El ser humano es incapaz de cambiar nada a nivel planetario, y mucho menos a nivel galáctico y cósmico. (Aunque lo peor es que, sin la Gracia, es absolutamente incapaz de cambiarse a sí mismo).
Los mismos ateos militantes, mercaderes satánicos y científicos sobornados por la plutocracia capitalista que nos venden que la Tierra es apenas una mota de polvo en la inmensidad azarosa del universo, y nos animan a considerar al hombre como algo poco menos valioso que un germen fecal, esos mismos graciosos pretenden que el germen humano tenga poder para trastornar la vida de nuestro precioso planeta, con tanta eficacia como podría hacerlo un terremoto, un volcán o un meteorito.
Para los cristianos, que sí podríamos reivindicar nuestra humana condición de nada en relación a Dios –“Yo soy el ser; tú eres la nada”, Le dijo a Santa Catalina de Siena-, resulta especialmente cómico que los sesudos científicos que reconocen que el 90% del universo es “materia oscura” -es decir: no tienen ni idea de qué es-, nos instruyan sobre cómo conservar el 10% restante en la mota de polvo terráquea. Para ellos, oh incoherencia, somos a la vez amebas insignificantes y dioses. Todo es mentira, naturalmente; mentira en su versión más hipócrita: la propaganda, la cual, como las pistolas, es buena si sirve al Bien Supremo que es Dios, y mala si lo hace al mal supremo que es satán o lucifer.

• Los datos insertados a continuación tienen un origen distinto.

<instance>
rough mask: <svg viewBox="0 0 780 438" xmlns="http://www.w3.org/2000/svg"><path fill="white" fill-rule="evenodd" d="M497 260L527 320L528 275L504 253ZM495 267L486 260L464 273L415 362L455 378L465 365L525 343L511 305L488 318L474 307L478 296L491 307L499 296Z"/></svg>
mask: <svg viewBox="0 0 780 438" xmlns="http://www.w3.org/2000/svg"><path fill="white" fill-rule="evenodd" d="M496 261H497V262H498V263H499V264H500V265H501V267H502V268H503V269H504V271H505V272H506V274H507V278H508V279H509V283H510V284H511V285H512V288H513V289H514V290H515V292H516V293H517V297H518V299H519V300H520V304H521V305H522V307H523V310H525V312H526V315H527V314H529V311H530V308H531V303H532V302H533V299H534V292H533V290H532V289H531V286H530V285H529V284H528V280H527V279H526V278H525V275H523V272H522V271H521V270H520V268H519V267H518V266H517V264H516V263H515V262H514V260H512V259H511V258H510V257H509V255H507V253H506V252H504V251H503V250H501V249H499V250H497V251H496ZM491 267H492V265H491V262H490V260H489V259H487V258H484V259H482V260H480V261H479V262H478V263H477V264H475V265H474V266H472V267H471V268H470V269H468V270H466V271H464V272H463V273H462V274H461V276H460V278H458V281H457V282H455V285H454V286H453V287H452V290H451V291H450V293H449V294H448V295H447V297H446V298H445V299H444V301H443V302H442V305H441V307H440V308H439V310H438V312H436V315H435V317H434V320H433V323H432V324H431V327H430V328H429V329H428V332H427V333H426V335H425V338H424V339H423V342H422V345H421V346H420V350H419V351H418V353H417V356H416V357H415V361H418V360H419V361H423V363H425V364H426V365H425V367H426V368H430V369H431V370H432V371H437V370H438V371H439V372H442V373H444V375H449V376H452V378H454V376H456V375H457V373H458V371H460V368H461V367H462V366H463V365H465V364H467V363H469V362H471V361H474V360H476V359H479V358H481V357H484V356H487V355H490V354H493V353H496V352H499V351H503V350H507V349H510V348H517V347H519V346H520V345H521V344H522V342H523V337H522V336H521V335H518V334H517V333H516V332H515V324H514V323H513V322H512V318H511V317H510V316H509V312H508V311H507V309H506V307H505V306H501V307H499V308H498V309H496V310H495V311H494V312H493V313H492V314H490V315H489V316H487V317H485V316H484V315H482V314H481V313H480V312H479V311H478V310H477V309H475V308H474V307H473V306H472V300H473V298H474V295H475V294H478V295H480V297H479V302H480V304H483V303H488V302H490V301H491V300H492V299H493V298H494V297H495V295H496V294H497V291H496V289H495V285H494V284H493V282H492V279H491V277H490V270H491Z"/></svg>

En 1815 el volcán monte Tambora, en las islas Sumbawa, en Indonesia, tuvo una erupción de magnitud 7 en el Índice de Explosividad Volcánica (VEI). El más alto jamás alcanzado en el registro histórico. Se calcula que sólo la última erupción arrojó a la atmósfera entre 37 y 45 kilómetros cúbicos de roca dura. La acumulación de material en la atmósfera, consecuencia de la intensa actividad volcánica acumulada en los últimos años, dieron lugar a todo tipo de aberraciones climáticas y a un desastre agrícola que genéricamente sería conocido como «el año que no hubo verano».